This study contributes to several related literatures. In addition to the studies cited above on the returns to education, more schooling has been found to increase financial literacy, stock‑market participation and returns, diversification, and the use of financial planners (Calvet, Campbell and Sodini 2009; Lusardi and Mitchell 2010; Mullock and Turcotte 2012; Lusardi, Michaud and Mitchell 2013). In addition, Venti and Wise (2014) show that high school completion affects individuals’ take‑up of Social Security Disability Insurance and retirement benefits in the United States. This study is the first to directly estimate the effect of education on savings and wealth accumulation decisions leading up to retirement. Further, the extent to which employer‑sponsored pension plans raise or redistribute net savings is an unresolved issue. Some studies estimate that these plans boost savings (Poterba, Venti and Wise 1994; Venti and Wise 1996; Gelber 2011), while others show that workplace pensions largely crowd out contributions in other plans (Engen and Gale 1994; Gale 1998; Veall 2001; Benjamin 2003). The lack of consensus may stem from differences in the data or research designs used (Bernheim 2002). While prior research has established that some savers actively respond to a nudge whereas others are passive (Chetty et al. 2014; Messacar 2015), this analysis is the first to find that education is a determinant of such heterogeneity. Hence, active versus passive choice at least partly results from human‑capital traits that are amenable to change through education policy. This finding contributes to the nudge paradigm of Thaler and Sunstein (2008) by providing new insight into the cognitive mechanisms behind why a nudge works, an issue that is not well understood (Bernheim, Fradkin and Popov 2015). The results are also consistent with an emerging literature on savings decisions with limited rationality (Sethi‑Iyengar, Huberman and Jiang 2004; Choi, Laibson and Madrian 2011; Beshears et al. 2013).

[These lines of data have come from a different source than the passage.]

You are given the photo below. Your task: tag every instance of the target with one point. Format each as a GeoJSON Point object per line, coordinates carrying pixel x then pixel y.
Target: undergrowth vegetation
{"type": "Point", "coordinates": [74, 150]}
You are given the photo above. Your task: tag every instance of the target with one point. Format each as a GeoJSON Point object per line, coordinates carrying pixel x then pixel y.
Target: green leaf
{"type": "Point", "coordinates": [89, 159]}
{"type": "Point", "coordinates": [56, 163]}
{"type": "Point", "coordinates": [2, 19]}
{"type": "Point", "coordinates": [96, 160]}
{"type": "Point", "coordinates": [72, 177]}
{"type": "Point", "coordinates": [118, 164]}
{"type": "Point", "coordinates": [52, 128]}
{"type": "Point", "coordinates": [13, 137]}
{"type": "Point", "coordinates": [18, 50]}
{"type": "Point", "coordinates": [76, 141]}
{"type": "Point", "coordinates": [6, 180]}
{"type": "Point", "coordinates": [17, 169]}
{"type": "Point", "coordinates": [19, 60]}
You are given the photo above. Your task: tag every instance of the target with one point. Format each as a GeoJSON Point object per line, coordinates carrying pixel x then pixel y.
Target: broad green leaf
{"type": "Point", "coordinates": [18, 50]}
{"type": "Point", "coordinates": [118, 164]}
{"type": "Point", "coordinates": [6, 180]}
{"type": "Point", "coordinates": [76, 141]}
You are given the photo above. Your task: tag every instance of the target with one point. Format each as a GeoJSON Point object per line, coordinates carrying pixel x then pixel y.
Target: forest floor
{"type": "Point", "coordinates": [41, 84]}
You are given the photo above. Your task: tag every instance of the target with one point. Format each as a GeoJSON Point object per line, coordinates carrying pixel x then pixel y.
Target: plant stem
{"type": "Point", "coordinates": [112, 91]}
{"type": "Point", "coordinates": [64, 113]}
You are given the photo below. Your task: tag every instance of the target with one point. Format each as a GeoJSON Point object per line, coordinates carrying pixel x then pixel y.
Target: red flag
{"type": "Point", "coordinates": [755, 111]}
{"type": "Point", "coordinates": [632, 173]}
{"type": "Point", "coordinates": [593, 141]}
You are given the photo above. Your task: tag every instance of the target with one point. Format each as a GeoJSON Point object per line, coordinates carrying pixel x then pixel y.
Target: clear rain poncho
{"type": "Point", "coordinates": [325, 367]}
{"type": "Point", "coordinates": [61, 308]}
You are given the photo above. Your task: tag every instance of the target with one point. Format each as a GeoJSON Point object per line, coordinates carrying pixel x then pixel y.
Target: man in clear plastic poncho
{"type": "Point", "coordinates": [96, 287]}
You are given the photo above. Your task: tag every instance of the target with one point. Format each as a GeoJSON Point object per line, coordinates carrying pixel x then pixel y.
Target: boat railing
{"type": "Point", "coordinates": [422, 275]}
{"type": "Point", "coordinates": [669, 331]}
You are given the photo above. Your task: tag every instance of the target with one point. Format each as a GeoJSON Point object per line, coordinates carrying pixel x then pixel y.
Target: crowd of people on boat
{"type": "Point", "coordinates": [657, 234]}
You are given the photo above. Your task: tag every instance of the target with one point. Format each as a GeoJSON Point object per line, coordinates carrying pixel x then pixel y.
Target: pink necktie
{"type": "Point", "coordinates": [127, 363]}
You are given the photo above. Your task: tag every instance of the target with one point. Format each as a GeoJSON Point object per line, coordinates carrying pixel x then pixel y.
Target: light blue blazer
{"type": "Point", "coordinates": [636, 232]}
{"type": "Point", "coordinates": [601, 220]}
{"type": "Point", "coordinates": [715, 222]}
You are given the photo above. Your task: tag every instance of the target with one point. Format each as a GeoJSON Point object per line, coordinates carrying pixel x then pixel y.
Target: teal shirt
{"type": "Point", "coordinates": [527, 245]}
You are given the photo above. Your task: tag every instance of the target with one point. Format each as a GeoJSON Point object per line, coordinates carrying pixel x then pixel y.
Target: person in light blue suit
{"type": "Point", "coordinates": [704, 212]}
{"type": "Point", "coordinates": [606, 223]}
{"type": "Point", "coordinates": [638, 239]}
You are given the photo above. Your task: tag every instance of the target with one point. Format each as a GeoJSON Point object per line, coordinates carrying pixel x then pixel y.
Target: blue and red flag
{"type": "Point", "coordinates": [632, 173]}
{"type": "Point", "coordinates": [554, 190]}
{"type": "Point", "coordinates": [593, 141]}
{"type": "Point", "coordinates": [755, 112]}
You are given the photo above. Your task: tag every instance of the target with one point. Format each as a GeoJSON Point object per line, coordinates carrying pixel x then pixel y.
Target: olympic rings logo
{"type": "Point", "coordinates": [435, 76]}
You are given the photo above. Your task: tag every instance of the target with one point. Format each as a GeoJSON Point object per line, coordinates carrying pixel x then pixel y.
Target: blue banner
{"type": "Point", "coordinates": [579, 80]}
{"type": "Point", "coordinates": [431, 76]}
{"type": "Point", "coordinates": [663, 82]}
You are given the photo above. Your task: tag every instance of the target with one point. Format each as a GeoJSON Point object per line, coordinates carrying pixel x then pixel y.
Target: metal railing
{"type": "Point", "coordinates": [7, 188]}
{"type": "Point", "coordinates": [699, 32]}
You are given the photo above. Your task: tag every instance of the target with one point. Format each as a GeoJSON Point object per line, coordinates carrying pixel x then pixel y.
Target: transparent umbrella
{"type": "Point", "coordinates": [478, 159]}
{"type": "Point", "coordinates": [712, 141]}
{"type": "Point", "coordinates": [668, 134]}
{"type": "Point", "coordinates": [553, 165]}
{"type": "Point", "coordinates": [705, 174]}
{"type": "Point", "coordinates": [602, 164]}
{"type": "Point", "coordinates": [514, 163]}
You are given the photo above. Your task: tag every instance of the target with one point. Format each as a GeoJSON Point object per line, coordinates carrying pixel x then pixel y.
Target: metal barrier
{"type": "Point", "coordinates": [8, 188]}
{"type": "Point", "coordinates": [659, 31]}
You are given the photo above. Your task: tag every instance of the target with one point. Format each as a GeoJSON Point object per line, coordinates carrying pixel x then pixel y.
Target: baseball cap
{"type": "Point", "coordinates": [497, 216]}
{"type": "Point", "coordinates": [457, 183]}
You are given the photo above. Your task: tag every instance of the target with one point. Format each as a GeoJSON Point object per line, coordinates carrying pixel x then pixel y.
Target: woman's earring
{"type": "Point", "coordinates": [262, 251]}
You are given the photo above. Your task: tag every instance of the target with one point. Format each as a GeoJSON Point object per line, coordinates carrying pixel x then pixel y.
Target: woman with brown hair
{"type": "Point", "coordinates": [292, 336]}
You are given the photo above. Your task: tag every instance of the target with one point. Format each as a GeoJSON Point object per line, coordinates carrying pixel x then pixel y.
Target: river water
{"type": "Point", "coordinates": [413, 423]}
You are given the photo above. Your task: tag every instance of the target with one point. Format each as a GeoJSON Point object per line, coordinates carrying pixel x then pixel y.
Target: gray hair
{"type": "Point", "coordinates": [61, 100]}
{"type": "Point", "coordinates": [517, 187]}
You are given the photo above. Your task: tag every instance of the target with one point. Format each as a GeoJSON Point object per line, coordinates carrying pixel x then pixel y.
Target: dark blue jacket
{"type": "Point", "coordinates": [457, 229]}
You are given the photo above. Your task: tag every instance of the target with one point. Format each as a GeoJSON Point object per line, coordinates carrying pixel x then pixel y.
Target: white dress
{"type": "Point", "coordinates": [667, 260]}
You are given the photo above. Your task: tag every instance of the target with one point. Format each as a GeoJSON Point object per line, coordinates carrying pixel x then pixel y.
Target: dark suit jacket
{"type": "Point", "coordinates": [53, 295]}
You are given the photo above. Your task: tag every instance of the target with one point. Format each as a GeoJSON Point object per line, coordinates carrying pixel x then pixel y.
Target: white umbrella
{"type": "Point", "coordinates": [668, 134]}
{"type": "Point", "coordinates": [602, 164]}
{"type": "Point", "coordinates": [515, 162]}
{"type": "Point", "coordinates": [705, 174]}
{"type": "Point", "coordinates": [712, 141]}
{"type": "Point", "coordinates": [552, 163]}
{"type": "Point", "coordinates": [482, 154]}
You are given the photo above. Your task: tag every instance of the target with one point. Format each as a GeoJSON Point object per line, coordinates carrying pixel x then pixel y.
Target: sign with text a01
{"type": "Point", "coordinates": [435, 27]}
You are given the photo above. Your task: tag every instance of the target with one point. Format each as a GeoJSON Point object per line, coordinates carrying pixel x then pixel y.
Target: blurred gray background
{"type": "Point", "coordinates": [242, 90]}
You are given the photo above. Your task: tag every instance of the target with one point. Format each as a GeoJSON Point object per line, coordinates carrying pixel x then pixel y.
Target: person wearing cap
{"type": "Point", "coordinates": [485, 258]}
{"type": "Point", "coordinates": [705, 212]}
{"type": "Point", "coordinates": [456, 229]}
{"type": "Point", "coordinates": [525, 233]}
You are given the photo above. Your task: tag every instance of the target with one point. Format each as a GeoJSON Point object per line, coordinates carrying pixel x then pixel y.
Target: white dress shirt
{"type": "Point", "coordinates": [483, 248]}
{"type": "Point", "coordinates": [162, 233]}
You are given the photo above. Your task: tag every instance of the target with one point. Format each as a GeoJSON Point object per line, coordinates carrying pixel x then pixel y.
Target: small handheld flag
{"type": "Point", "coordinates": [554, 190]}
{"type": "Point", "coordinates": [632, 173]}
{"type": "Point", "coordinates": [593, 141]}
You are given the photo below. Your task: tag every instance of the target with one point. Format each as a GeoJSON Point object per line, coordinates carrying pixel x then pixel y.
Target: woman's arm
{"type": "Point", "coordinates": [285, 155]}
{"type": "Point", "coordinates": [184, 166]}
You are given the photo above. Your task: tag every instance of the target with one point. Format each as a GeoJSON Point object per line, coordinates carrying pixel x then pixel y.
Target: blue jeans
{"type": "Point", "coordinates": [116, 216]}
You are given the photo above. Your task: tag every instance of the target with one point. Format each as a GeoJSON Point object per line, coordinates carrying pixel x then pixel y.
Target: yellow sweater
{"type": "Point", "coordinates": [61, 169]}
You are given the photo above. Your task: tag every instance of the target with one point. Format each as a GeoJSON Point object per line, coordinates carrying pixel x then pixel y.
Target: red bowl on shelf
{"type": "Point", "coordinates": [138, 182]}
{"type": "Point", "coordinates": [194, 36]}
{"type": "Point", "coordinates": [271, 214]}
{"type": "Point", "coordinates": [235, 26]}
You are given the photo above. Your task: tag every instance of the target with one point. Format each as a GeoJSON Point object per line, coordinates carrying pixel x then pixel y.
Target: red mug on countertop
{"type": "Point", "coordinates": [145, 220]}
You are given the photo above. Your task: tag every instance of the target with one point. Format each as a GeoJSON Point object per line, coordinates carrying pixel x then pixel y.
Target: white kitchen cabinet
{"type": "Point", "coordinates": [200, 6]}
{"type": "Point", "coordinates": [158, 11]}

The paper proceeds as follows. The next section describes the datasets and sample selection used in this study. Then, Section 3 presents a descriptive analysis of the differences in savings rates and home values by educational attainment. The causal effects of education on savings rates and on savings adjustments to a nudge using the IV estimator are shown in Sections 4 and 5, respectively. Section 6 concludes with a summary of the findings and a short discussion of their resulting implications for behavioural economics.

## 2  Data and sample selection

This section begins by describing the primary datasets used in this study. Then, the sample selection imposed on the data is outlined.

### 2.1  Datasets

Two datasets that combine income‑tax information from administrative records with information on education and home values from Canadian census responses are used in this study.

The first dataset is a linkage of the Longitudinal Worker File (LWF) and the 1991 Census (the “LWF—1991 Census” file). The LWF is an administrative dataset designed to provide information on employment dynamics in Canada, and consists of a 10% random sample of workers. The data based on personal income‑tax records are collected by Canada’s central tax authorities and contain rich information about demographics, employment, income, taxes, allowances and savings for the individuals represented.Note 1 In addition, the 1991 Census data provide information on the highest level of educational attainment of respondents and details about their living arrangements, including home value, whether a mortgage is present and whether their housing is rented. Because the 1991 Census is a 20% national sample, the LWF—1991 Census file is approximately a 2% sample of tax filers.Note 2 Other studies that have used this dataset include Wilkins et al. (2008), Frenette (2014a, 2014b), and Ostrovsky and Frenette (2014).

The second dataset used in this study is a linkage between the T1 Personal Master File (T1PMF), the 2006 Census, and the 2011 National Household Survey (NHS) (the “T1PMF—2006 Census—2011 NHS” file). These data provide much of the same information from personal income‑tax records as the LWF—1991 Census file, and information on education and living arrangements continues to be available from the 2006 Census responses.Note 3 In total, the data are based on the tax data and survey responses of approximately 850,000 individuals who were successfully linked across the three files. A prior study that uses this file and provides further information on the linkage process is Frank, Frenette and Morissette (2015).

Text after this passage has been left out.